As I mentioned in one of my lasts posts about it, I started using SRTM 1 arc data for rendering my maps. So far, with the 3 arc dataset, I was able to generate a huge image by stitching the tiles with gdal_merge.py, then generating the 3 final images (height, slope and hill shade) plus one intermediary for the slope, all with gdaldem. Now this is no longer possible, as the new dataset is almost 10x the old one, so instead of going that way, I decided to try another one.

With gdalbuildvrt it is possible to generate an XML file that 'virtually' stitches images. This means that any attempt to access data through this file will actually make the library (libgdal) to find the proper tile(s) and access them directly.

So now the problem becomes processing each tile individually and then virtual stitching them. The first part is easy, as I just need to do the same I was doing to the huge stitched image before. I also took the opportunity to use tiled files, which instead of storing the image one scan line at a time (being 1 arc second resolution, each scan line has 3601 pixels; the extra one is for overlapping with the neighbors), it stores the file in 256x256 sub-tiles, possibly (that is, no tested) making rendering faster by clustering related data closer. The second step, with gdalbuildvrt, should also be easy.

The first block on the way is the fact that SRTM tiles above 50°N are only 1801 pixels wide, most posibly because it makes no sense anyways. This meant that I had to preprocess the original tiles so libgdal didn't have to do the interpolation at render time (in fact, it already has to do it once while rendering, using the lanczos scaling algorithm). This was done with gdalwarp.

The second one came from slope and hill shading tiles. As the algortihm goes, it generates some 'fade out' values in the edges, and when libgdal was stitching them, I could see it as a line in the seam. This was fixed by passing -compute_edges to gdaldem.

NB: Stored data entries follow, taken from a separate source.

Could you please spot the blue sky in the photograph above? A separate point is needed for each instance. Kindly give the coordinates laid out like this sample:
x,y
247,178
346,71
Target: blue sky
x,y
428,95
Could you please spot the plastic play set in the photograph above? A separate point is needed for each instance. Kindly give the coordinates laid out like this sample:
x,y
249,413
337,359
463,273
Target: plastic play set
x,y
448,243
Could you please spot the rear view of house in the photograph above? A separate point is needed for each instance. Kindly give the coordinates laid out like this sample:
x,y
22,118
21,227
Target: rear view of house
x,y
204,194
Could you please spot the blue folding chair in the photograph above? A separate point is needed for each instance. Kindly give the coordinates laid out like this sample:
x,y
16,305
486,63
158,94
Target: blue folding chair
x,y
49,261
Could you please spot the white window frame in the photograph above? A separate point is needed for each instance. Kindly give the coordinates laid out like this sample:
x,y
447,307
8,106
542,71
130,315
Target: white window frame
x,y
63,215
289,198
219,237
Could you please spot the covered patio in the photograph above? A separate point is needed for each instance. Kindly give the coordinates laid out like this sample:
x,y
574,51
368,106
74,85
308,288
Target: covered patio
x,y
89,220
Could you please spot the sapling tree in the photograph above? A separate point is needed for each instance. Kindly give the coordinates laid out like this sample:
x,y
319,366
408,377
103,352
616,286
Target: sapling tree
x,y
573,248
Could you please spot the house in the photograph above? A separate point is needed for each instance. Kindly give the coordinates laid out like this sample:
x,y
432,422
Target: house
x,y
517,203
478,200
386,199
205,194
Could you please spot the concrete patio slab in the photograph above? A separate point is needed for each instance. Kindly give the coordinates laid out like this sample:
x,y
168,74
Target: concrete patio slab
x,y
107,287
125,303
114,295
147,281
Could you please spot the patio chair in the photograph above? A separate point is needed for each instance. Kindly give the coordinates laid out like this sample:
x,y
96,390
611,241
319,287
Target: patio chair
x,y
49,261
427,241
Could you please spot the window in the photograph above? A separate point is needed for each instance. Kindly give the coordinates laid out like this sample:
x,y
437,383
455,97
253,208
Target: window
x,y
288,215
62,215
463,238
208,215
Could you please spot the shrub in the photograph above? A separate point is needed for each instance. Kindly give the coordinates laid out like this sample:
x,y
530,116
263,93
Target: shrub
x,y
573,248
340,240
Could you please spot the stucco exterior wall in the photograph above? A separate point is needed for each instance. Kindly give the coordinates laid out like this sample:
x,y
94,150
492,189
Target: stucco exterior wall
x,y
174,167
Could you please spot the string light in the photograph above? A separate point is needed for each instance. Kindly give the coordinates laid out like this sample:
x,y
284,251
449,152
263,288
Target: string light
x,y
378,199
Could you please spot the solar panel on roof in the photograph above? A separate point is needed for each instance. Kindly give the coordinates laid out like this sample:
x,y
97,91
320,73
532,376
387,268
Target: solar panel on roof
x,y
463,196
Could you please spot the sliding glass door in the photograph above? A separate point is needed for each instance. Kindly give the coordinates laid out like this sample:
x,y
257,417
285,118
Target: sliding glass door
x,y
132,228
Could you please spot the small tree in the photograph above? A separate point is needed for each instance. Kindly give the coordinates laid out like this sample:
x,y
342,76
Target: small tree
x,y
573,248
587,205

Finally, for some reason gdalbuildvrt was generating some very strange .vrt files. The format of these files is more or less the following:

  • For each band in the source tiles it creates a band in the result.
    • For each source tile, it describes:
      • The source file
      • The source band
      • The size and tiling of the source (3601², 256²)
      • The rectangle we want from the source (0², 3601²)
      • The rectangle in the result (x, y, 3601²)

The problem I saw was some weird declararions of the rectangles in the result, where the coordinates or the sizes didn't match what I expected. I will try to figure this out with the GDAL poeple in the following weeks, but first I want to make sure that the source tiles are easily downloadable (so far I have only found download options through USGS' EarthExplorer, which requires you to be logged in in order to download tiles, which means that it is not very scriptable, so not very reproducible).

So for the moment I'm using my own .vrt file generator, completely not generic enough for release, but soon. I also took the opportunity to make the rectangles in the result non-overlapping, being just 3600² in size. I know that the generated file works because I'm also generating smaller samples of the resulting layers (again, height, slope and hill shading) for rendering smaller zoom levels.

The only remaining question about huge DEM datasets is contour generation. So far I had just generated contour lines for each tile and lived with the fact that they too look ugly at the seams.